I'm working at a large company that takes data retention and compliance very seriously. We've had our developers uploading all kinds of data to AWS services like S3, RDS, Redis, and EC2. I'm curious about how we can be sure that data is genuinely deleted. For example, I can terminate an EC2 instance and wipe its database, but technically, the data might still exist until it's overwritten, right? Back in the day with physical servers, we had to degauss hard drives to ensure data was destroyed. What are the best practices for handling data deletion in AWS?
3 Answers
AWS probably does it better than a lot of setups. For example, EBS volumes use ephemeral keys for encryption, which means even if someone physically stole a disk, the data would be unreadable.

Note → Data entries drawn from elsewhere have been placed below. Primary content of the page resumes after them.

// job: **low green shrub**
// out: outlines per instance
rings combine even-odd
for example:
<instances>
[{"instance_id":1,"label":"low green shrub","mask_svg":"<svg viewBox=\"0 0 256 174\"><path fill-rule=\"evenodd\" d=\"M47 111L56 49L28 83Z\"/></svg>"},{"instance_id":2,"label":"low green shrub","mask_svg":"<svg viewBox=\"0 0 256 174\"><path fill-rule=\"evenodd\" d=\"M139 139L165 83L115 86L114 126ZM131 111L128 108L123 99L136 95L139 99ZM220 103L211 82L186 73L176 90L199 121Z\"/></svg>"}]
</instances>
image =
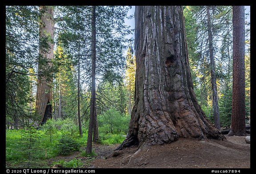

You can check AWS documentation for their shared responsibility model or security info. AWS claims that when you delete data, it's gone, but you need to trust them. Questions like security on your EC2 instances, encryption keys, and access rights also factor in. Just be sure you understand how data is stored and deleted in your specified regions.
That's a great point. I was just hoping for real-world examples to see if anyone had run into issues with this.
To manage AWS data compliance, you can access AWS Artifact to download compliance reports. This will show your compliance team that AWS is properly handling data deletion. Trust me, don’t try to answer all those compliance questionnaires like it’s a standard data center tour—your auditor might end up wanting a peek at us-east-1!
A tour sounds fun! I’m sure AWS would love that!
Thanks for the tip! I was just wondering about the docs and whether compliance measures were standard. Appreciate your help!
They better be doing it better than I am! If it was up to me, we’d be in big trouble!